Prior to 3.x (1e/2e) A +1 started around a 15 in an ability while -1 started around a six in an ability giving a nine point dead zone of +/-0 that was likely to contain nearly every ability score roll. The different abilities would add a small bonus or penalty to specific things even within that dead zone, but in general it was a very minor thing. Rolling ability scores itroduced some random near ribbon flavoring to characters as a result of this dead zone that no longer exists.

One of the big improvements that 3.5* made was to standardize the ability score mods to the -1/+1 at 8 & 12 with another +1/-1 every 2 points in an ability that we all know today. You could still roll stats but the gm needed to be more careful when awarding treasure & strongly consider everyoe's rolls against the magic items they dish out making it a bit of a mess that wound up feeling lacking compared to just starting everyone with a few levels to kick them off a seasoned.

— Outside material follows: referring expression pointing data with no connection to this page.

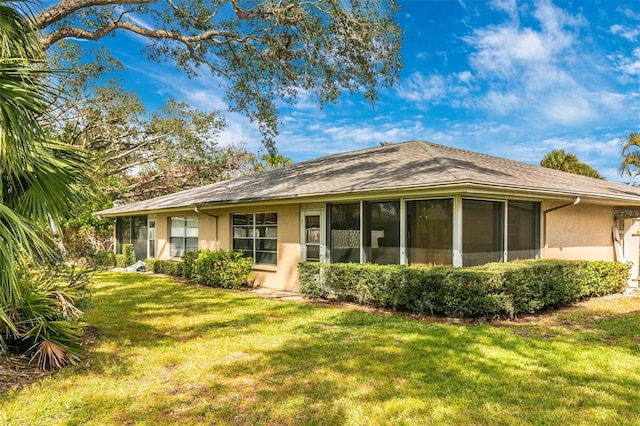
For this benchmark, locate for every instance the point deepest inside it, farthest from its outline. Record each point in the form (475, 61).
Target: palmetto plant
(631, 156)
(38, 180)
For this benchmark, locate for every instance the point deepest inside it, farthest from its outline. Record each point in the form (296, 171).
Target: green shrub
(104, 259)
(222, 268)
(498, 289)
(169, 267)
(312, 285)
(150, 263)
(121, 261)
(129, 254)
(189, 259)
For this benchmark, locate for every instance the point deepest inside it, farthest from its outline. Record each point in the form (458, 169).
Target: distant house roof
(403, 166)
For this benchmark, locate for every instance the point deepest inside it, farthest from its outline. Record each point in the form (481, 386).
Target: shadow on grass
(235, 358)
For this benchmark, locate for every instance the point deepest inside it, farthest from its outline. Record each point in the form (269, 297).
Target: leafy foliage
(222, 268)
(260, 50)
(219, 268)
(40, 178)
(631, 156)
(568, 162)
(501, 289)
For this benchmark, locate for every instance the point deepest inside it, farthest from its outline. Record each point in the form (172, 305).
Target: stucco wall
(214, 232)
(284, 276)
(582, 232)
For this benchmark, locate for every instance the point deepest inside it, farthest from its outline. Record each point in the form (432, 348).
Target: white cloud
(630, 34)
(420, 89)
(630, 67)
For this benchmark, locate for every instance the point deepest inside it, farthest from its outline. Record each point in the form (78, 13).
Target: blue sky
(509, 78)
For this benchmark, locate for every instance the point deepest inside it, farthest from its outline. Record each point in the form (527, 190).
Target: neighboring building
(412, 203)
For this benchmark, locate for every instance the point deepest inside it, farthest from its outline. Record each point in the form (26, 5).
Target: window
(183, 235)
(382, 237)
(482, 232)
(151, 239)
(524, 230)
(344, 233)
(132, 230)
(256, 235)
(430, 232)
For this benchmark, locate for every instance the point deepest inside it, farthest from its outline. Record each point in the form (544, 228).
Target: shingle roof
(402, 166)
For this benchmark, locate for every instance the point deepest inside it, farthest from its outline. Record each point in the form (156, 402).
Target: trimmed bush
(121, 261)
(222, 268)
(312, 283)
(497, 289)
(150, 263)
(189, 260)
(105, 259)
(129, 254)
(169, 267)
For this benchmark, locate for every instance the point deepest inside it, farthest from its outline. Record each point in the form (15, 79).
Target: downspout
(544, 215)
(195, 209)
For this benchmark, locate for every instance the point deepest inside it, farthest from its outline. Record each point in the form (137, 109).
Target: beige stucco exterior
(582, 231)
(215, 230)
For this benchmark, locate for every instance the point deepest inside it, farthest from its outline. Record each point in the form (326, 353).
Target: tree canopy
(558, 159)
(40, 178)
(630, 165)
(262, 51)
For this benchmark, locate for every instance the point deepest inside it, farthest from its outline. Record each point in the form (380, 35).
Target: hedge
(497, 289)
(220, 268)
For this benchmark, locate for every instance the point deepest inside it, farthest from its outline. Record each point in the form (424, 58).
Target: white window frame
(185, 234)
(253, 235)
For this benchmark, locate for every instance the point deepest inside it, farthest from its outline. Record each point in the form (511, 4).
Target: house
(414, 203)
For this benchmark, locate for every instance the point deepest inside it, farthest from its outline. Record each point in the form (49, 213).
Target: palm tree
(271, 162)
(558, 159)
(631, 156)
(38, 181)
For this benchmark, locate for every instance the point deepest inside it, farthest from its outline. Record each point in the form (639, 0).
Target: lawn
(170, 353)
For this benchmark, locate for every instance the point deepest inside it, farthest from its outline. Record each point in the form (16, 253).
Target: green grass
(168, 353)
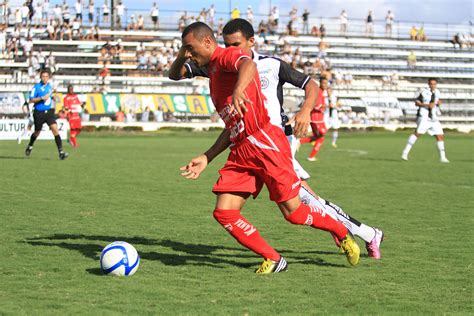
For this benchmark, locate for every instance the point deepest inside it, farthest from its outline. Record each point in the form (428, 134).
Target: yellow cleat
(351, 250)
(269, 266)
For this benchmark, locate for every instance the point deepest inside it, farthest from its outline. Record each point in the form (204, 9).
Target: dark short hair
(199, 30)
(44, 70)
(239, 25)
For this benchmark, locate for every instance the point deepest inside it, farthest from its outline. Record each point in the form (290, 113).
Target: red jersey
(317, 114)
(223, 74)
(73, 104)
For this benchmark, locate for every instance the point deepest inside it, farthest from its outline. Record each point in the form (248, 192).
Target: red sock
(316, 147)
(305, 140)
(317, 218)
(246, 234)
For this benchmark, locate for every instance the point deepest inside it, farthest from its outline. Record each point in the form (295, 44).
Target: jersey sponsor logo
(264, 82)
(246, 227)
(297, 183)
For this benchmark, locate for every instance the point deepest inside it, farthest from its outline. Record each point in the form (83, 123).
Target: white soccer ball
(119, 258)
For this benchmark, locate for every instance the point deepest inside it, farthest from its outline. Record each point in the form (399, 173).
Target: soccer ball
(119, 258)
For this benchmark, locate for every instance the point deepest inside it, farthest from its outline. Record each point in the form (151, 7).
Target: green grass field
(56, 216)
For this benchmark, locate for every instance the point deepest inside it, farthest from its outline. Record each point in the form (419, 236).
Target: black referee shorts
(41, 117)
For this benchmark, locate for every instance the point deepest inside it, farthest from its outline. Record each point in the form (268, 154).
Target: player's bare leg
(371, 235)
(57, 138)
(227, 213)
(440, 145)
(411, 141)
(298, 213)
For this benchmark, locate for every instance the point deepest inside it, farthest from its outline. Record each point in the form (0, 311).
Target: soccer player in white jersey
(273, 74)
(28, 111)
(331, 117)
(428, 103)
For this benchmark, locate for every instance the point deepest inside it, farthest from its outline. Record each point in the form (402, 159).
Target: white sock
(335, 134)
(411, 141)
(442, 153)
(356, 228)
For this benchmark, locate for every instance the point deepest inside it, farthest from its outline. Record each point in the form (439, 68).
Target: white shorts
(300, 172)
(427, 125)
(333, 123)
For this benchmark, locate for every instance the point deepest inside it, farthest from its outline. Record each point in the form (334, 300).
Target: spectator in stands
(413, 33)
(154, 13)
(78, 9)
(338, 77)
(51, 63)
(18, 18)
(421, 36)
(27, 47)
(235, 14)
(146, 115)
(389, 19)
(25, 14)
(158, 114)
(130, 117)
(66, 16)
(347, 78)
(132, 25)
(104, 72)
(51, 29)
(305, 17)
(275, 15)
(38, 14)
(90, 12)
(119, 12)
(12, 47)
(411, 59)
(76, 29)
(220, 26)
(323, 45)
(322, 31)
(315, 31)
(343, 22)
(140, 22)
(211, 16)
(369, 25)
(250, 14)
(58, 14)
(65, 30)
(105, 12)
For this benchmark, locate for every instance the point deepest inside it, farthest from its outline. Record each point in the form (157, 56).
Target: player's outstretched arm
(303, 117)
(247, 71)
(177, 69)
(197, 165)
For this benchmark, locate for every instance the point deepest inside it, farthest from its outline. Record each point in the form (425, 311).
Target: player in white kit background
(428, 103)
(274, 73)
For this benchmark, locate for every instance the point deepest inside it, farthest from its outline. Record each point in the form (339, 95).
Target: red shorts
(75, 122)
(319, 129)
(262, 158)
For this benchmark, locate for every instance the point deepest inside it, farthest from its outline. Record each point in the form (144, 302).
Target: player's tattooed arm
(247, 71)
(177, 69)
(197, 165)
(303, 117)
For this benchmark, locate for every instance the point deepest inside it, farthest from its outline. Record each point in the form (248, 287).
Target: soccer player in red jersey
(260, 153)
(317, 120)
(72, 105)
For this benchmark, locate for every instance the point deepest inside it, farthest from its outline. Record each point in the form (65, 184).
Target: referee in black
(42, 97)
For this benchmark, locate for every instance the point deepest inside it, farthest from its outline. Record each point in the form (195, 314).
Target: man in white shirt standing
(389, 23)
(155, 12)
(119, 11)
(427, 120)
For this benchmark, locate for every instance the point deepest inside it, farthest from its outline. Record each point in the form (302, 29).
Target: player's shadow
(172, 253)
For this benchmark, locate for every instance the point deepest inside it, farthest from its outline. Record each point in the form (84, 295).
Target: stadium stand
(362, 69)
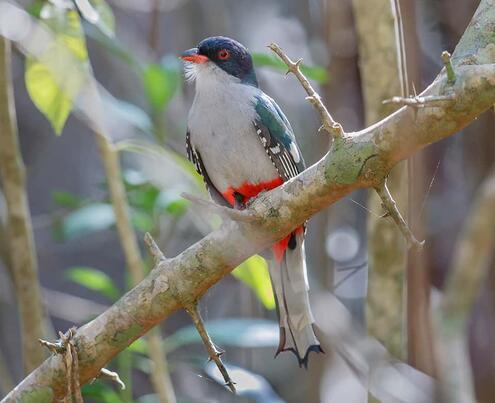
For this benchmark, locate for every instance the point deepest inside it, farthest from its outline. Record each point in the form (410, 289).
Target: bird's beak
(193, 56)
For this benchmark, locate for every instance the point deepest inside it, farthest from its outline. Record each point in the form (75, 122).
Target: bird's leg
(192, 310)
(239, 201)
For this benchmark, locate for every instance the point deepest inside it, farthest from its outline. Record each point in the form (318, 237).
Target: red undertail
(249, 190)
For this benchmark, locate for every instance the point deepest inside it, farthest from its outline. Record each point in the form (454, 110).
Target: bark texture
(357, 160)
(387, 254)
(160, 376)
(22, 253)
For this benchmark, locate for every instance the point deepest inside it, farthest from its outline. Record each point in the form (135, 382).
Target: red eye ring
(223, 54)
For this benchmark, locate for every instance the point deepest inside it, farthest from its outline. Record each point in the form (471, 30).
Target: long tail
(290, 285)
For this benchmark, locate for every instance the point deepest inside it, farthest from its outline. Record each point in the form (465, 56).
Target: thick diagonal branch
(358, 160)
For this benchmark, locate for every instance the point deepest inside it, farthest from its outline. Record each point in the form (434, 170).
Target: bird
(241, 143)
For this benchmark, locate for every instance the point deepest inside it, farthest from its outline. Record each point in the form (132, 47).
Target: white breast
(222, 131)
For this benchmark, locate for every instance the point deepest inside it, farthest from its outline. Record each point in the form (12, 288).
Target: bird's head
(219, 52)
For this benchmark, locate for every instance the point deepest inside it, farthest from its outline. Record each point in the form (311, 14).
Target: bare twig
(6, 382)
(367, 156)
(111, 376)
(234, 214)
(22, 251)
(66, 347)
(471, 262)
(417, 101)
(155, 251)
(192, 310)
(391, 209)
(379, 39)
(160, 376)
(331, 126)
(448, 67)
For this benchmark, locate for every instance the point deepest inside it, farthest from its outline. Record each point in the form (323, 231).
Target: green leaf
(171, 202)
(316, 73)
(138, 346)
(160, 83)
(98, 13)
(254, 273)
(91, 218)
(52, 85)
(95, 280)
(141, 221)
(246, 333)
(66, 199)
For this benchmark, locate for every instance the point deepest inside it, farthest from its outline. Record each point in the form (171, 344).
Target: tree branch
(22, 253)
(160, 376)
(333, 128)
(474, 251)
(361, 159)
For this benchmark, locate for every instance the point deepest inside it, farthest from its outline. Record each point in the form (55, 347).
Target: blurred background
(351, 251)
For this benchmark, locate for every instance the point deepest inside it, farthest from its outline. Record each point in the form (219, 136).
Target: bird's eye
(223, 54)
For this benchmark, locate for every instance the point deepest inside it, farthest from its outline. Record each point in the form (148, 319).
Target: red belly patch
(250, 190)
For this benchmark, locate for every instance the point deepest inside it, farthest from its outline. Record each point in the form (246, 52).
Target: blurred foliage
(54, 96)
(99, 13)
(246, 333)
(95, 280)
(316, 73)
(86, 220)
(161, 82)
(254, 273)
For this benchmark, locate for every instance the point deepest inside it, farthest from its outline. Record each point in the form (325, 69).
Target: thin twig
(422, 101)
(192, 310)
(160, 376)
(234, 214)
(391, 209)
(66, 347)
(331, 126)
(111, 376)
(448, 67)
(155, 251)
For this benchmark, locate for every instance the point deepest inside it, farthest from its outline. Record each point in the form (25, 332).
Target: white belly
(222, 131)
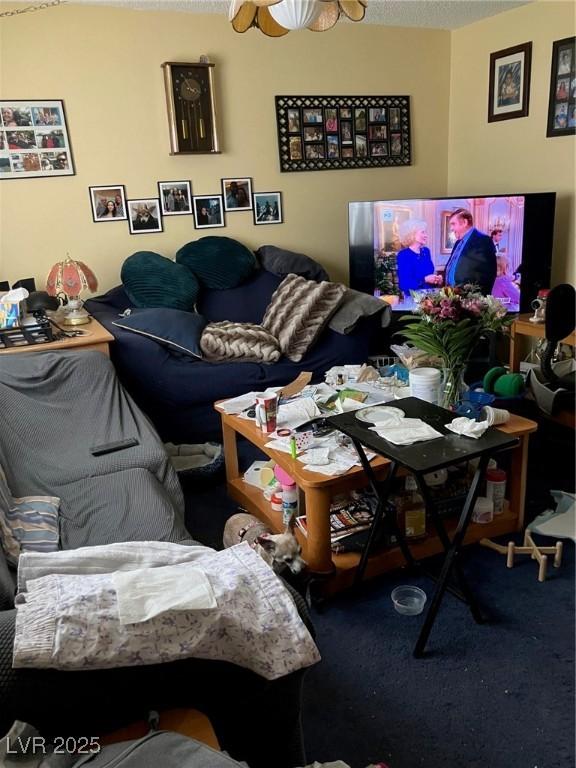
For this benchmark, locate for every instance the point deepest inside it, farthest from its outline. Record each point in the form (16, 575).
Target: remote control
(118, 445)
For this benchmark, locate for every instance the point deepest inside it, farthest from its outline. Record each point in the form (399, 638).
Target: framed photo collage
(317, 133)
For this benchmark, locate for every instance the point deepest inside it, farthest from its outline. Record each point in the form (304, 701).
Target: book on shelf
(346, 518)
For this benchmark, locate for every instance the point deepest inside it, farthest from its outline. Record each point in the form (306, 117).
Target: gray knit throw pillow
(240, 342)
(298, 311)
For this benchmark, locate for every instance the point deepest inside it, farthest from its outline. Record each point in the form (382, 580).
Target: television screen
(397, 246)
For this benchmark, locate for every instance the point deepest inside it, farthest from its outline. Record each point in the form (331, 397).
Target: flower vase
(453, 386)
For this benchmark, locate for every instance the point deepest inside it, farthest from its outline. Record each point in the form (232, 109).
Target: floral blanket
(71, 620)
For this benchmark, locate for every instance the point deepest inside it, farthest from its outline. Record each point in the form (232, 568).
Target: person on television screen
(496, 236)
(415, 267)
(473, 257)
(504, 285)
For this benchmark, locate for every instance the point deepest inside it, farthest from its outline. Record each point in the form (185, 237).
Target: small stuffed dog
(279, 550)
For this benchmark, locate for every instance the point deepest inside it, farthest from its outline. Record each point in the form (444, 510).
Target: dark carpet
(498, 695)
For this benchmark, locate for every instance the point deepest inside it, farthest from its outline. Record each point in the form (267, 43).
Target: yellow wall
(513, 155)
(105, 64)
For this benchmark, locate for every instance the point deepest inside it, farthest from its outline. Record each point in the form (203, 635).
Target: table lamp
(69, 278)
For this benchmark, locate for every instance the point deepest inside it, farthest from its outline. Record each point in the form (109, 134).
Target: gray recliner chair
(53, 408)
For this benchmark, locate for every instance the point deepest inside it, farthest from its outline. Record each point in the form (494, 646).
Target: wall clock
(191, 110)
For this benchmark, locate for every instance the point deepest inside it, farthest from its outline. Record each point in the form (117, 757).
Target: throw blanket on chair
(69, 616)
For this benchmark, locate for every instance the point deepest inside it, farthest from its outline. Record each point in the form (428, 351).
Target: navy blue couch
(177, 392)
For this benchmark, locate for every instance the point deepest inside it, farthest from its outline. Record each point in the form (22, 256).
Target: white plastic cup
(266, 411)
(425, 384)
(494, 416)
(483, 510)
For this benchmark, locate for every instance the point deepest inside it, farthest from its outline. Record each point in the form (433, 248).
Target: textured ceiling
(438, 14)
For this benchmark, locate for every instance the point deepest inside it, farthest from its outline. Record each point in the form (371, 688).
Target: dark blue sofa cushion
(177, 330)
(217, 262)
(244, 304)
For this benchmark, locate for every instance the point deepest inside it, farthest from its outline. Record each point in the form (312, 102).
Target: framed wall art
(237, 194)
(191, 109)
(208, 211)
(108, 203)
(144, 216)
(175, 198)
(34, 140)
(268, 208)
(562, 101)
(320, 133)
(509, 88)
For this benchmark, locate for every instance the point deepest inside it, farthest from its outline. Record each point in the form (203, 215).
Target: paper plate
(380, 414)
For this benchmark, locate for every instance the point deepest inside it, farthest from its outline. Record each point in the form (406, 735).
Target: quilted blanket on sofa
(55, 406)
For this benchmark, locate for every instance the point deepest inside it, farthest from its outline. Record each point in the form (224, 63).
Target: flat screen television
(524, 224)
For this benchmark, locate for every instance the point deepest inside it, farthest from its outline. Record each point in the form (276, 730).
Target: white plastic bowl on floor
(408, 600)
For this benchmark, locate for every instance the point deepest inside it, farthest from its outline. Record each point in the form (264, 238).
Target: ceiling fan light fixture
(295, 14)
(276, 18)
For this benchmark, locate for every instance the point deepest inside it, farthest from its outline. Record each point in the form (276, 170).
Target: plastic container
(289, 495)
(483, 510)
(276, 501)
(289, 503)
(408, 600)
(496, 489)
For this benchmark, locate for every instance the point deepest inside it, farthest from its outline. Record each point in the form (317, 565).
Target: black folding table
(422, 458)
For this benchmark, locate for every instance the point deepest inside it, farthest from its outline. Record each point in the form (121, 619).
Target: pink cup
(266, 412)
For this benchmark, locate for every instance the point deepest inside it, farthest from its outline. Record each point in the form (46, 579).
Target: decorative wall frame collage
(175, 198)
(562, 101)
(321, 133)
(34, 139)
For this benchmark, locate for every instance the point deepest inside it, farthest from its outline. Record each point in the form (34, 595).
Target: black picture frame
(237, 193)
(191, 107)
(208, 211)
(175, 198)
(562, 99)
(150, 222)
(100, 197)
(509, 83)
(322, 133)
(268, 208)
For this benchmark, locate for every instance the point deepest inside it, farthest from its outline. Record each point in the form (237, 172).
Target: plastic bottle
(289, 494)
(414, 510)
(496, 488)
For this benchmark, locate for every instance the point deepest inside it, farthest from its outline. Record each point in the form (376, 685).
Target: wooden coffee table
(316, 492)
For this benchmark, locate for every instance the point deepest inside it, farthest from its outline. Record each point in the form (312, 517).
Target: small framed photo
(267, 208)
(295, 148)
(108, 203)
(175, 198)
(509, 89)
(562, 100)
(144, 216)
(294, 120)
(237, 194)
(208, 211)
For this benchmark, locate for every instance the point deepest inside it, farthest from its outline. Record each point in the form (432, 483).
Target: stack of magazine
(349, 515)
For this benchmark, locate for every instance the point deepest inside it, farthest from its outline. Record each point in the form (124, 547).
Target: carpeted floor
(499, 695)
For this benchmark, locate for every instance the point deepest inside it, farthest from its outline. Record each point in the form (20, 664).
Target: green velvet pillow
(151, 280)
(218, 262)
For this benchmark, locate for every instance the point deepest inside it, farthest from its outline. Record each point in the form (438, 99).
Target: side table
(522, 328)
(420, 459)
(94, 337)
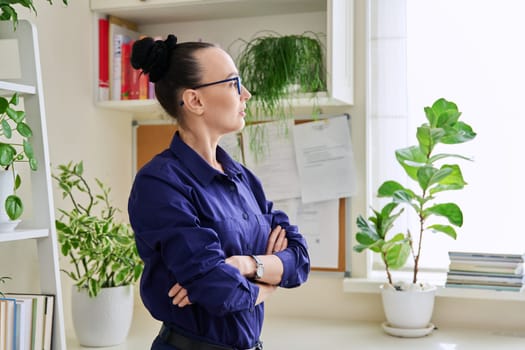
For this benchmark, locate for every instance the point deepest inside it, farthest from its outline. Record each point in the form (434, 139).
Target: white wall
(102, 139)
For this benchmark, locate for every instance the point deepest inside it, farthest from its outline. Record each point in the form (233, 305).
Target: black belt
(182, 342)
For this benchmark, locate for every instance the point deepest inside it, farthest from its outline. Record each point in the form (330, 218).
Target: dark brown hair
(171, 66)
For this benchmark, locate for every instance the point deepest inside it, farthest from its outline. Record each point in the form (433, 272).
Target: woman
(213, 248)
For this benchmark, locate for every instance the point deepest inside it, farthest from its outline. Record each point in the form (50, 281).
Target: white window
(471, 52)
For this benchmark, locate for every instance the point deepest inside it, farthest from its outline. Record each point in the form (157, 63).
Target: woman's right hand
(179, 295)
(277, 241)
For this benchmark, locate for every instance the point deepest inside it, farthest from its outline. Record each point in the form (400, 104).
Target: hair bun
(152, 56)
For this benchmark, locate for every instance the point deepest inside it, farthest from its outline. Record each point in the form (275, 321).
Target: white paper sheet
(319, 223)
(325, 159)
(277, 168)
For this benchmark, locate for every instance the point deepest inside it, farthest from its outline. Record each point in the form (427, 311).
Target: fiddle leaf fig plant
(101, 250)
(15, 147)
(431, 173)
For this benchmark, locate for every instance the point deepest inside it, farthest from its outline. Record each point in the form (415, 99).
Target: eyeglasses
(236, 79)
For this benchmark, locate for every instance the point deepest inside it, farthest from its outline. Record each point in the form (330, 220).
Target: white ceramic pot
(104, 320)
(411, 309)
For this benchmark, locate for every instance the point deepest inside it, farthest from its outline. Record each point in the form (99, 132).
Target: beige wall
(80, 131)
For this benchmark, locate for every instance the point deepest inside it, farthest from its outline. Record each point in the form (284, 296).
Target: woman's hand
(276, 241)
(179, 295)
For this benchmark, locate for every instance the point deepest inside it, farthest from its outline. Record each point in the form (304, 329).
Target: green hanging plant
(276, 68)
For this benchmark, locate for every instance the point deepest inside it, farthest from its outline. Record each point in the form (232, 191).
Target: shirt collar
(202, 171)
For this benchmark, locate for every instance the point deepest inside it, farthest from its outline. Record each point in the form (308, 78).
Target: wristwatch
(259, 267)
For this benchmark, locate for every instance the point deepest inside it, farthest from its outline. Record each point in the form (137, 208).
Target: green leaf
(78, 169)
(388, 188)
(428, 137)
(13, 115)
(33, 164)
(451, 211)
(14, 99)
(14, 207)
(7, 154)
(6, 128)
(428, 176)
(24, 129)
(366, 239)
(18, 181)
(3, 105)
(411, 159)
(458, 133)
(446, 229)
(453, 181)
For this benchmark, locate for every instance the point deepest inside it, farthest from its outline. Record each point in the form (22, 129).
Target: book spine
(118, 40)
(126, 82)
(103, 59)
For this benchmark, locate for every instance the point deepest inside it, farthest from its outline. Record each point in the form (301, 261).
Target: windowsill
(371, 285)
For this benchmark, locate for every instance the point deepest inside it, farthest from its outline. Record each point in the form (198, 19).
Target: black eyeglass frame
(237, 79)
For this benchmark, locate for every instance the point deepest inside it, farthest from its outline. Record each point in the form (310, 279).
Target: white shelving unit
(40, 225)
(225, 21)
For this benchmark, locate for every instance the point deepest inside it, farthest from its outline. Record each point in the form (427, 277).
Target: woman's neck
(203, 144)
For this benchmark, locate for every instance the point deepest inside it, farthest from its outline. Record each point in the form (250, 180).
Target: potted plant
(275, 68)
(430, 175)
(103, 257)
(15, 147)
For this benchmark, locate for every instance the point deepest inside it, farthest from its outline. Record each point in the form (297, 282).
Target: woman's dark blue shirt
(188, 218)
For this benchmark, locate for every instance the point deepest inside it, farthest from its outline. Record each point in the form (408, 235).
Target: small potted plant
(103, 258)
(15, 147)
(430, 175)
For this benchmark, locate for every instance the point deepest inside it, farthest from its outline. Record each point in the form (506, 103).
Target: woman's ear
(192, 101)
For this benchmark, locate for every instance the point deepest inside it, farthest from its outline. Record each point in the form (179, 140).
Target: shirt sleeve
(166, 223)
(295, 258)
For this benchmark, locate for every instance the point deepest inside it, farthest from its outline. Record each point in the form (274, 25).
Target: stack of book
(502, 272)
(26, 321)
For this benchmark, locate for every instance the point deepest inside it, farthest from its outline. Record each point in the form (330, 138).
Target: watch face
(260, 271)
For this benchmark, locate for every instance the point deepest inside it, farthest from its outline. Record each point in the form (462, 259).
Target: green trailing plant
(12, 121)
(101, 250)
(3, 279)
(9, 13)
(15, 147)
(431, 176)
(275, 68)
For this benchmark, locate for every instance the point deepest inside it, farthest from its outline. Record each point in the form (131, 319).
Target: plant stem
(387, 269)
(421, 229)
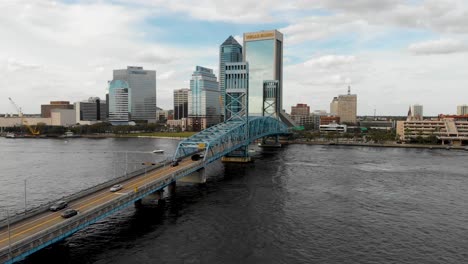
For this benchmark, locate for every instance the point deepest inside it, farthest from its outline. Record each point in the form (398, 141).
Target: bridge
(22, 235)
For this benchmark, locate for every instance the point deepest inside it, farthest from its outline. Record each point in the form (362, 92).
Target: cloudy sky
(393, 53)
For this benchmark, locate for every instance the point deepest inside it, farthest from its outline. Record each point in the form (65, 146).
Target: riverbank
(380, 145)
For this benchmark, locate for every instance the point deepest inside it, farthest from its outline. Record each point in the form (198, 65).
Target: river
(298, 204)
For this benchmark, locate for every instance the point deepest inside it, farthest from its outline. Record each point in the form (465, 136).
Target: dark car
(69, 213)
(58, 206)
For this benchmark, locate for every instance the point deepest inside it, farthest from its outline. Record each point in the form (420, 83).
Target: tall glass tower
(203, 100)
(264, 52)
(229, 51)
(143, 86)
(119, 103)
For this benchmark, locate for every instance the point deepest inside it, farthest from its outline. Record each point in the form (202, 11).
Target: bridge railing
(70, 198)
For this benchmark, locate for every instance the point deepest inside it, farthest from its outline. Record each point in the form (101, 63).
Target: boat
(69, 134)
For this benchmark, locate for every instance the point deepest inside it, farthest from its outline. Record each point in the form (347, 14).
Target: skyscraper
(203, 100)
(237, 86)
(180, 103)
(264, 52)
(119, 103)
(345, 106)
(229, 51)
(462, 110)
(417, 112)
(142, 84)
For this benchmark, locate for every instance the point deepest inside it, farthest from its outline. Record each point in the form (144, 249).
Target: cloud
(329, 61)
(441, 46)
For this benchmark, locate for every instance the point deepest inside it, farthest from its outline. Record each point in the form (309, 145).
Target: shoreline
(381, 145)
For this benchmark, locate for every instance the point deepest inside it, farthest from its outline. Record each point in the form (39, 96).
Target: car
(69, 213)
(59, 205)
(116, 187)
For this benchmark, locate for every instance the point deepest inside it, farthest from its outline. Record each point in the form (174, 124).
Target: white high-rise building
(119, 103)
(417, 112)
(462, 110)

5e has the same +/-1 every 2 points from 10 as 3.x did but also assumes no feats & no magic items so the gm doesn't even have the option of massaging the trasure rewards like in 3.x & certainly doesn't have the kind of deadzone present in 1e/2e

*Maybe 3.0 too I dunno

Blue Orange

Gone to Texas
I kind of feel like with the shift from 'D&D as game of skill' to 'D&D as collaborative narrative' people want to have more fine control over their character, as BookTenTiger said. You want to make a half-orc who rebelled against the stereotypes to be a wizard and specialized in enchantment, you've got to pick your scores carefully. You just want to make a wizard, you need a high INT.